Jose Genoino, a former party president and a congressman on leave because of poor health, also turned himself in to start a nearly seven-year sentence.

Brazilian news broadcasters showed him leaving his house accompanied by his wife.

He did not speak but published a letter on his web page saying he was "indignant - and I reiterate I am innocent; I have not committed any crime.

"There is no proof for what they are accusing me of," Genoino said, insisting he had been a victim of a media-driven witch hunt because of his position in the party.

Delubio Soares, a former party treasurer who faces an eight-year sentence, was expected to appear as well.

Payments to lawmakers

While the trial wrapped up last year, the court has only now begun imposing the first of the sentences for crimes ranging from corruption to racketeering to money laundering.

The scandal emerged after an embittered Workers Party ally, who is also one of those convicted, spoke out about the scheme, which involved monthly payments to lawmakers in exchange for support in Congress.
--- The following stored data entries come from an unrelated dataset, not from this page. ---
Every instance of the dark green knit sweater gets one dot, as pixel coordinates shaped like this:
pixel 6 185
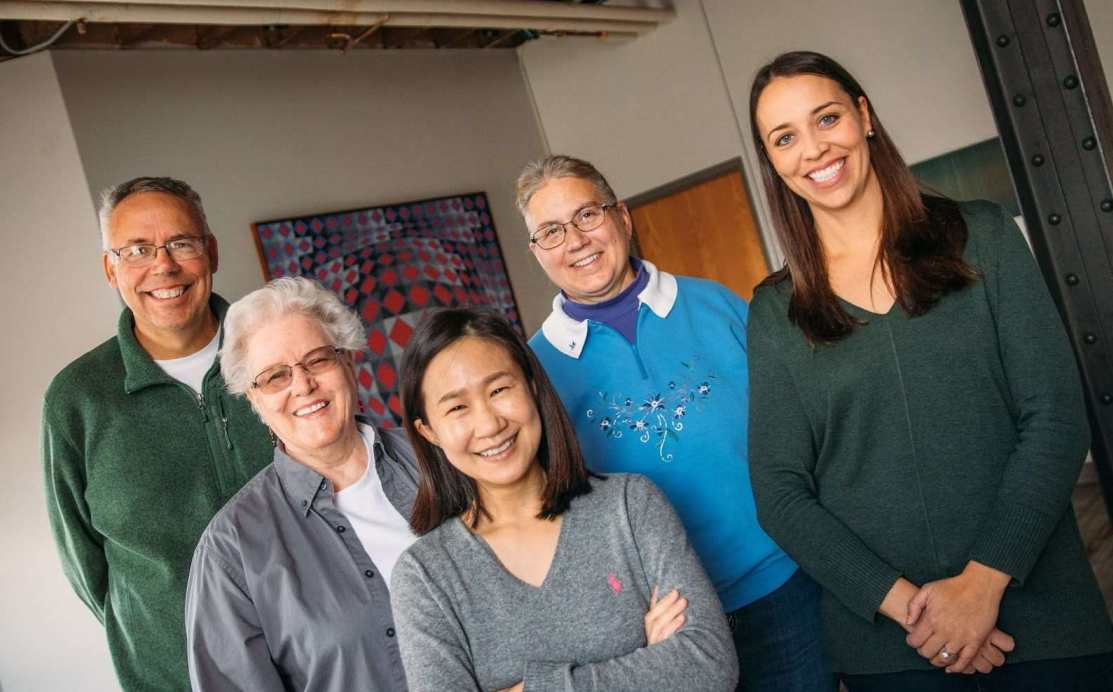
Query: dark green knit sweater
pixel 136 465
pixel 915 445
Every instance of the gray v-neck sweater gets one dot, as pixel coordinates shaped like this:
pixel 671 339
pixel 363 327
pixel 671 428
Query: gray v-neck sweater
pixel 465 623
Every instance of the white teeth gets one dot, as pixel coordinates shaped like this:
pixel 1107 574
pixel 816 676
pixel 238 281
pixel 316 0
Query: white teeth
pixel 827 174
pixel 308 409
pixel 500 448
pixel 168 293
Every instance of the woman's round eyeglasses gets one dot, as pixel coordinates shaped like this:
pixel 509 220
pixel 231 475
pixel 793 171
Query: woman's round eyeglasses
pixel 277 377
pixel 587 219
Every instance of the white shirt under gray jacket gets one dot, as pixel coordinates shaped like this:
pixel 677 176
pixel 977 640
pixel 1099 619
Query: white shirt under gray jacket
pixel 466 624
pixel 283 595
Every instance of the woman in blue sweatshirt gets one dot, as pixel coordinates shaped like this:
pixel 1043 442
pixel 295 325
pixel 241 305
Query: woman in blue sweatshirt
pixel 652 369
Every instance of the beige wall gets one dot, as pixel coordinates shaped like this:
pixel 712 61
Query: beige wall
pixel 266 135
pixel 1101 23
pixel 57 306
pixel 677 100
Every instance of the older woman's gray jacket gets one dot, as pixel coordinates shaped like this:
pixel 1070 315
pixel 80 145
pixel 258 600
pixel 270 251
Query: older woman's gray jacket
pixel 282 594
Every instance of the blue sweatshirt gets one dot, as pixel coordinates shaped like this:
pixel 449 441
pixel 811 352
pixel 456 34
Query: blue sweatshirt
pixel 673 406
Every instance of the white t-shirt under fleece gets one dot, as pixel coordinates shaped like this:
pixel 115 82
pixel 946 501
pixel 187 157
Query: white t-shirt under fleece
pixel 382 530
pixel 193 367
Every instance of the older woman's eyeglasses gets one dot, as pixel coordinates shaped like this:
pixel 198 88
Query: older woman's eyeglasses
pixel 277 377
pixel 180 249
pixel 587 219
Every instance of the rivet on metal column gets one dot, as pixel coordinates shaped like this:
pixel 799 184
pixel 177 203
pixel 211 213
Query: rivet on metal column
pixel 1051 102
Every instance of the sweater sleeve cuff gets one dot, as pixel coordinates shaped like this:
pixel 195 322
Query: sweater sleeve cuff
pixel 1013 539
pixel 544 676
pixel 864 580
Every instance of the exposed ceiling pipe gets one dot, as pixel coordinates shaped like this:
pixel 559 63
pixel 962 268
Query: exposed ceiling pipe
pixel 480 13
pixel 473 8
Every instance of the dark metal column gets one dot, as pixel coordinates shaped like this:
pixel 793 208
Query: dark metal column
pixel 1052 106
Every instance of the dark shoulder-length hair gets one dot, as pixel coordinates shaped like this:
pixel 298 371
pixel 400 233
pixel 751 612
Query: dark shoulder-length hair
pixel 923 237
pixel 442 491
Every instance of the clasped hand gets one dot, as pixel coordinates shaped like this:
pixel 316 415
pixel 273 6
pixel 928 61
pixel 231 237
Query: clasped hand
pixel 665 619
pixel 959 615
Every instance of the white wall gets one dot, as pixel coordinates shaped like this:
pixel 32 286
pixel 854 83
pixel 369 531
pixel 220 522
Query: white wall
pixel 266 135
pixel 677 100
pixel 56 306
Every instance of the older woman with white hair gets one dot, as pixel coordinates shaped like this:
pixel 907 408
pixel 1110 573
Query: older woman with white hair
pixel 289 583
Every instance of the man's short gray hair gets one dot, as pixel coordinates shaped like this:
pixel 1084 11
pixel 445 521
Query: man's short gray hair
pixel 537 174
pixel 279 298
pixel 114 196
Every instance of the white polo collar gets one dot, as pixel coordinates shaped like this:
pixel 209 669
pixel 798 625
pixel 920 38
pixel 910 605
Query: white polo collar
pixel 569 335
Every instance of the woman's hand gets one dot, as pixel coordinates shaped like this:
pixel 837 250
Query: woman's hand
pixel 896 606
pixel 665 616
pixel 957 614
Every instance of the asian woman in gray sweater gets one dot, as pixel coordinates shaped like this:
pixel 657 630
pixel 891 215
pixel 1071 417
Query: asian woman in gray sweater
pixel 533 574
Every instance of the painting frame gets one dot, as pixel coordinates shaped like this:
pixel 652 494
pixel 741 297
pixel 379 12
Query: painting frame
pixel 391 264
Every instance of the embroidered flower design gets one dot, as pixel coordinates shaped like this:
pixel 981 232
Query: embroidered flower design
pixel 616 584
pixel 658 417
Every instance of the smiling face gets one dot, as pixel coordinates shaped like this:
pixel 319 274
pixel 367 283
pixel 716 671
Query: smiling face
pixel 481 412
pixel 167 296
pixel 816 139
pixel 315 411
pixel 589 267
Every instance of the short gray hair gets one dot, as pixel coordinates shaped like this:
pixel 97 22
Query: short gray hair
pixel 114 196
pixel 537 174
pixel 282 297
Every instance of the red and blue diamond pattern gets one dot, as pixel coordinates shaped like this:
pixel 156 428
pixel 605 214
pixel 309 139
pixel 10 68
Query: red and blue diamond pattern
pixel 390 265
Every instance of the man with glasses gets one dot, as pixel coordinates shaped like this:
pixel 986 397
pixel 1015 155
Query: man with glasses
pixel 652 369
pixel 140 442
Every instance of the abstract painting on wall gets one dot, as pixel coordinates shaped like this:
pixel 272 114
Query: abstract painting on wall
pixel 391 265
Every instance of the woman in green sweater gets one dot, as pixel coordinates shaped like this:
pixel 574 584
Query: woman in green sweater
pixel 916 422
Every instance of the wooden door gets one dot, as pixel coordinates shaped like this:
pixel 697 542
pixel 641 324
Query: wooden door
pixel 705 230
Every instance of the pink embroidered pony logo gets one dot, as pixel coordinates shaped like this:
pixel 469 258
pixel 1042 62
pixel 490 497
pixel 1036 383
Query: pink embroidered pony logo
pixel 616 584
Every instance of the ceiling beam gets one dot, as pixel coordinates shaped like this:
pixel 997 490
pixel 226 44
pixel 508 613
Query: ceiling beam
pixel 472 13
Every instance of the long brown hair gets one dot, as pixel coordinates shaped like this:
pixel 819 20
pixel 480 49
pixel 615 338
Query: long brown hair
pixel 442 491
pixel 923 237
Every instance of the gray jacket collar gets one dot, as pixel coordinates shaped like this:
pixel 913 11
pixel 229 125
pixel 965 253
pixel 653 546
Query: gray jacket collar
pixel 394 463
pixel 569 335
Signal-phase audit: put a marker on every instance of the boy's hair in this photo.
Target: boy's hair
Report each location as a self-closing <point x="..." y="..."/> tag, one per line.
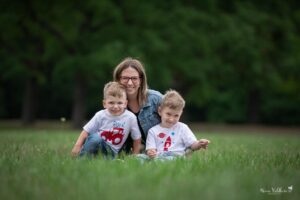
<point x="172" y="99"/>
<point x="114" y="89"/>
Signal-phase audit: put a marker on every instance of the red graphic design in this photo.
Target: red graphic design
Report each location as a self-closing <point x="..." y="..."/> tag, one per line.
<point x="161" y="135"/>
<point x="167" y="144"/>
<point x="116" y="135"/>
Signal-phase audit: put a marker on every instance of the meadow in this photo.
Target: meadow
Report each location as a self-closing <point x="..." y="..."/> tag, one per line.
<point x="36" y="164"/>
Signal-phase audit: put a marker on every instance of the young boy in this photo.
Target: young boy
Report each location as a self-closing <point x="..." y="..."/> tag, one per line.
<point x="109" y="128"/>
<point x="171" y="138"/>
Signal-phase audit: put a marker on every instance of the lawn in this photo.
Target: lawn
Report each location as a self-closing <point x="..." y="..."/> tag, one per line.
<point x="36" y="164"/>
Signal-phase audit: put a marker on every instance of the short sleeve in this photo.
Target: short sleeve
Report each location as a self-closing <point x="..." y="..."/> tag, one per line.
<point x="134" y="129"/>
<point x="188" y="138"/>
<point x="150" y="142"/>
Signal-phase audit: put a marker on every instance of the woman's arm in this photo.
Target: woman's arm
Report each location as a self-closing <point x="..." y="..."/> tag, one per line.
<point x="136" y="146"/>
<point x="79" y="143"/>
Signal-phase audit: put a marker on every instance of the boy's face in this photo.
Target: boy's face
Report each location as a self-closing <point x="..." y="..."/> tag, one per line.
<point x="115" y="105"/>
<point x="169" y="117"/>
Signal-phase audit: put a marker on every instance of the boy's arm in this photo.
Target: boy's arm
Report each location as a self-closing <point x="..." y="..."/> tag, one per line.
<point x="136" y="146"/>
<point x="77" y="147"/>
<point x="151" y="153"/>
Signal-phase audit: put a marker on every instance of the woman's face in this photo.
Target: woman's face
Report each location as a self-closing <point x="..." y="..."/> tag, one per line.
<point x="130" y="78"/>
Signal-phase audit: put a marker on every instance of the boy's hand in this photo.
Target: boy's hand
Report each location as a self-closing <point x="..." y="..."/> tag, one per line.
<point x="203" y="143"/>
<point x="151" y="153"/>
<point x="75" y="151"/>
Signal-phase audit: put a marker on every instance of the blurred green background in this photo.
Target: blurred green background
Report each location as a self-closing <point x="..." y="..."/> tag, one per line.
<point x="233" y="61"/>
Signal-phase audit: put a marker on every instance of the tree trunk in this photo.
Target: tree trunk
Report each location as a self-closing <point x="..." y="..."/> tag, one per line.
<point x="254" y="106"/>
<point x="78" y="113"/>
<point x="29" y="102"/>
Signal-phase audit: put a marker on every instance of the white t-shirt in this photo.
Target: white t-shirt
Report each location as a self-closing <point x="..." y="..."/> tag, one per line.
<point x="114" y="129"/>
<point x="175" y="139"/>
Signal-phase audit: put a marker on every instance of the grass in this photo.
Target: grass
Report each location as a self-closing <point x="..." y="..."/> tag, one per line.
<point x="36" y="164"/>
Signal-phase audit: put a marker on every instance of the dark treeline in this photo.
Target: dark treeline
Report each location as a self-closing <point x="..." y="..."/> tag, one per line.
<point x="233" y="61"/>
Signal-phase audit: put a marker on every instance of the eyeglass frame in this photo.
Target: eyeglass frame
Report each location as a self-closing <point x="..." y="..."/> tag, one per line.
<point x="130" y="78"/>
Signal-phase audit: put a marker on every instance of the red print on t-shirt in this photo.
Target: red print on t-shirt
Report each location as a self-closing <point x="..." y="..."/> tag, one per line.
<point x="161" y="135"/>
<point x="115" y="135"/>
<point x="167" y="144"/>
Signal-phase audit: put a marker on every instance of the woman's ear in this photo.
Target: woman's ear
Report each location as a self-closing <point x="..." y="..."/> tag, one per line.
<point x="104" y="103"/>
<point x="159" y="110"/>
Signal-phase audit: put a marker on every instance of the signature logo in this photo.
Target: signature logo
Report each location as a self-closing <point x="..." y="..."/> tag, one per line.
<point x="277" y="190"/>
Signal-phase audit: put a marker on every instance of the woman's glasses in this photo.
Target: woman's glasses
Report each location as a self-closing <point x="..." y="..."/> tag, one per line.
<point x="125" y="79"/>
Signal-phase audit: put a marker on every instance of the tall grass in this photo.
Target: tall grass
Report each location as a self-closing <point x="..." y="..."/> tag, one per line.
<point x="36" y="164"/>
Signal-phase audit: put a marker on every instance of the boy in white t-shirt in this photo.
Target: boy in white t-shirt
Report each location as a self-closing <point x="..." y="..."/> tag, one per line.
<point x="109" y="128"/>
<point x="171" y="138"/>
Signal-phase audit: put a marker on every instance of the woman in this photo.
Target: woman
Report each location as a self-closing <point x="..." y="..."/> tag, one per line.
<point x="142" y="101"/>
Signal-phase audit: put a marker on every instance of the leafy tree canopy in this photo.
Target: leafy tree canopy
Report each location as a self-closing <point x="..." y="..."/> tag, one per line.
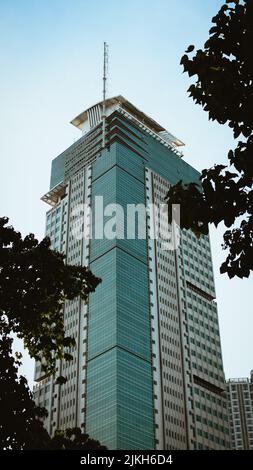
<point x="224" y="88"/>
<point x="34" y="284"/>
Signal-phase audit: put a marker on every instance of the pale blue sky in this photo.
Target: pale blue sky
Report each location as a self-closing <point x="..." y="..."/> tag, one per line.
<point x="51" y="69"/>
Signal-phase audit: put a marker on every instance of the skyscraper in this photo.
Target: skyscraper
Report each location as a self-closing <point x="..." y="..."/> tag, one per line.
<point x="240" y="397"/>
<point x="147" y="370"/>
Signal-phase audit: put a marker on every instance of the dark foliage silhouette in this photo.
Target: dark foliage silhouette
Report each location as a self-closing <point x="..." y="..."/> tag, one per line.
<point x="224" y="88"/>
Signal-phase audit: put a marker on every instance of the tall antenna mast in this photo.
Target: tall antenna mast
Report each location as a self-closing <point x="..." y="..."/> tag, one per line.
<point x="104" y="91"/>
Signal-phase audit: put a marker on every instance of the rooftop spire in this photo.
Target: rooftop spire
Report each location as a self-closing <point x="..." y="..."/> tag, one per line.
<point x="104" y="91"/>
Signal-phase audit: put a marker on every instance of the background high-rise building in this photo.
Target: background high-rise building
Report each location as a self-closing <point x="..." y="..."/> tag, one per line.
<point x="240" y="398"/>
<point x="147" y="370"/>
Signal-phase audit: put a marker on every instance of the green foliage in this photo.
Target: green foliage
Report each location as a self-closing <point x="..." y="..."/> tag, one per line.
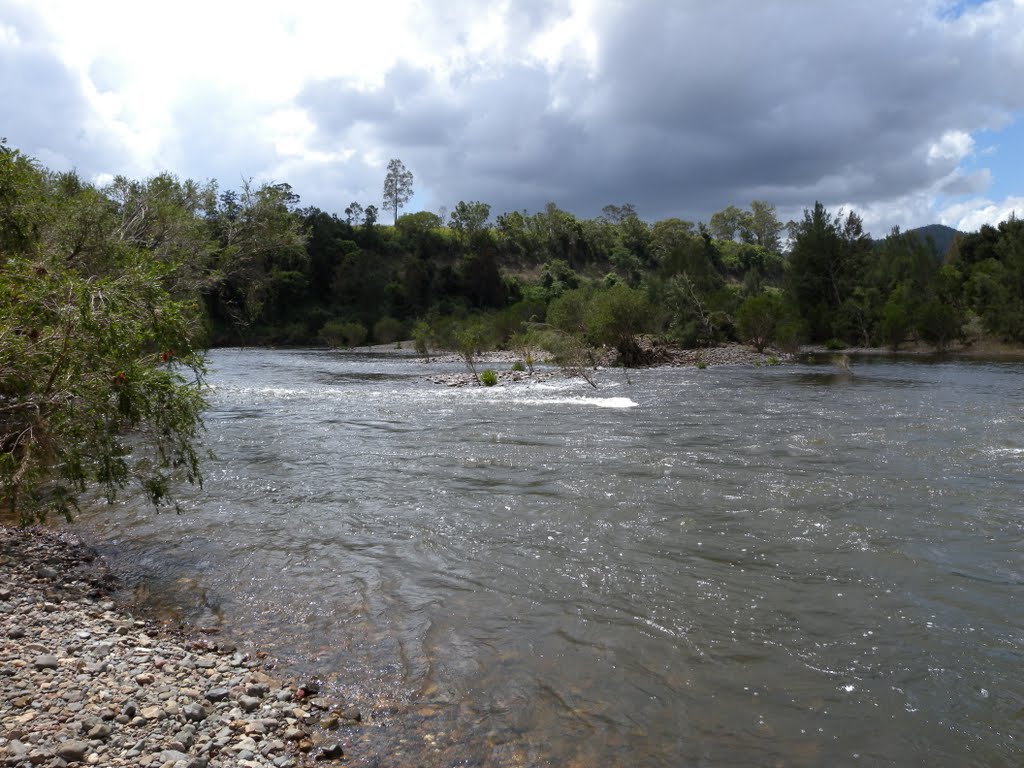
<point x="397" y="187"/>
<point x="100" y="373"/>
<point x="387" y="330"/>
<point x="338" y="333"/>
<point x="896" y="317"/>
<point x="758" y="318"/>
<point x="616" y="316"/>
<point x="825" y="264"/>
Along with bad public services and a sluggish economy, disgust with corruption was one of the many factors that led hundreds of thousands of Brazilians to take to the streets in a series of mass protests in June.

Though the protests have grown smaller, the demonstrations are still ongoing and are likely to flare back up ahead of presidential elections next October, especially when global attention turns to the country as it hosts the World Cup of soccer in June and July.